An interview with Kelly Loches, a transwoman who made her transition at 50-years-old.
Why did I choose to start living as a woman at 50? I get that question all the time. The simple answer was “it’s time to be the me I always wanted to be”. I just didn’t want to live unhappily anymore. It was never a question for me of being embarrassed or ashamed of wanting to live as woman. I never will understand why it is so taboo that a man would want to be a woman.
My story really is very typical for someone who lived through the 70s and 80s. I saw gay kids attacked verbally and physically. There was no way I was going to discuss my feelings about wanting to be female when I was young. Not because I felt bad about wanting to be female, it was more about protecting yourself and even with a more accepting society today it is still dangerous 40 years later to be transgender.
My waiting til 50 was about me taking care of my parental duties. I felt that it would be problematic for my children if they dealt with my transition when they were younger. I am not saying that my decision process was exactly the way it should have been throughout my life but each of us has reasons for what we do and I accept my decisions. There are people who would and do judge me for a wide range of issues. I can’t control that and I focus on being positive in the future.

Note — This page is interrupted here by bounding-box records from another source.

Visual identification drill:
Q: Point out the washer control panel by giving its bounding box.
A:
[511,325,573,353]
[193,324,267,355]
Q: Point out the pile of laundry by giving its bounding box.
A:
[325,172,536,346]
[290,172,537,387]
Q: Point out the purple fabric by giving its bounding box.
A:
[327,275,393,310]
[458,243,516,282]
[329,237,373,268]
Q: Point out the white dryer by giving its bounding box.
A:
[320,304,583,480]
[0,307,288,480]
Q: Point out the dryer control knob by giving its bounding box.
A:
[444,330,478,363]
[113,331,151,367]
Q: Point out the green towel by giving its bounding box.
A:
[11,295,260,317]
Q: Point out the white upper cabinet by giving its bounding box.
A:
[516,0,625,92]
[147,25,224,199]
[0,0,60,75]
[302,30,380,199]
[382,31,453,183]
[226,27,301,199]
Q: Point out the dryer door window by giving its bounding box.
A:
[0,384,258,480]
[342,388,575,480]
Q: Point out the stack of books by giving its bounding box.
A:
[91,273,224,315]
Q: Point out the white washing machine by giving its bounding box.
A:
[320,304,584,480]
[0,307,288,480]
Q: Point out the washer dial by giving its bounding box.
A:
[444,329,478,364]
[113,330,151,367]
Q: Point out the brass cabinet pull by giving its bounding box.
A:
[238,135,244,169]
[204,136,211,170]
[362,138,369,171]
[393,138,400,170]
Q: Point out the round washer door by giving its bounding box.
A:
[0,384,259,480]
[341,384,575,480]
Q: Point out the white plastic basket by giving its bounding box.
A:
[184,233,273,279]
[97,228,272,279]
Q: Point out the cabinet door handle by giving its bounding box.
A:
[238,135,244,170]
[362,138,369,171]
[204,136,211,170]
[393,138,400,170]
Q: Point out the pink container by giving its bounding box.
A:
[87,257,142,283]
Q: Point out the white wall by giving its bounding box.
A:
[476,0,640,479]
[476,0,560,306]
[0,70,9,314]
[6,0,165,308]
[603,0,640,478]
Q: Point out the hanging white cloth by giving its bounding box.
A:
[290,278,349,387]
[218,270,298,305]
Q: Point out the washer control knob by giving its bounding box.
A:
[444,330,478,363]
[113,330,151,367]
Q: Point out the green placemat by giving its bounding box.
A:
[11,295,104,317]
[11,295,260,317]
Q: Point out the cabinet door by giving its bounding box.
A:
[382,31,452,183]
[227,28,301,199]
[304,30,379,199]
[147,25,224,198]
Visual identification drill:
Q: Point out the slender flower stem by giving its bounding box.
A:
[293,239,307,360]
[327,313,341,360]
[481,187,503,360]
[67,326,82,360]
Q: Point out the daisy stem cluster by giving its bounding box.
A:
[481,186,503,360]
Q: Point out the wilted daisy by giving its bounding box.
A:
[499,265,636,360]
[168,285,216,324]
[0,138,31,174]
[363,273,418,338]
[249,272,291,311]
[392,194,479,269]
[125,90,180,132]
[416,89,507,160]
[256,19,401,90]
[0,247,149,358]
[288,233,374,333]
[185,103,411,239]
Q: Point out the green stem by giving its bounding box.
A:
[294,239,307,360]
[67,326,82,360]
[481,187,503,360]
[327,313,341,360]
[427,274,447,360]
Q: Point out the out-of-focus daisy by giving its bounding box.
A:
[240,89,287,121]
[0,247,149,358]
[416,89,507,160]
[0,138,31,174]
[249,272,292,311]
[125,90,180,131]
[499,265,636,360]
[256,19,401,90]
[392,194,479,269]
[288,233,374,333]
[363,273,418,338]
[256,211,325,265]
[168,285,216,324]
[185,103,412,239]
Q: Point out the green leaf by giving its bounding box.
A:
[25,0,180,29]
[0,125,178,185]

I choose to live in the light and I’m open about myself. I love the emotional freedom I can express as a woman. I smile a lot more. (I do love the clothes, the makeup and the shoes!) I love the rituals of my mornings now. I just love being me. Before I started this transition there was a question I had to answer my whole life. It actually annoyed me a lot. It has to do with my name. My whole life people would say to me “your name is Kelly? Isn’t that a girls name?” The answer for me now is “yes it is”.
I do get a lot of private messages from Trans, cross-dressers, gender fluid and whatever people decide to categorize themselves as on Instagram. The younger people usually send me messages about my appearance which is nice, we all want to be Audrey Hepburn honey!
The messages from a lot of the people my age or a little younger are ones about self-shame, loathing, fear and that the only way they can express their female selves is anonymously on social media. They love how shameless I am. I always say it has nothing to do with being shameless. It has everything to do with the fact that there is nothing wrong with wanting to be a woman. They get it and say that they could never actually do what I did for a number of reasons. I don’t judge. We all have our own journey.
When I was asked to write about myself I was going to write about my childhood, and examples of all the issues transgender people had back when I was young. I decided not to go there. Those stories have been told before. And they are brutal and mean.
I want people to understand that there isn’t anything wrong with being transgender. I want people to understand that one can be happy and content and not damaged because of the decision to live as the gender you believe that you are.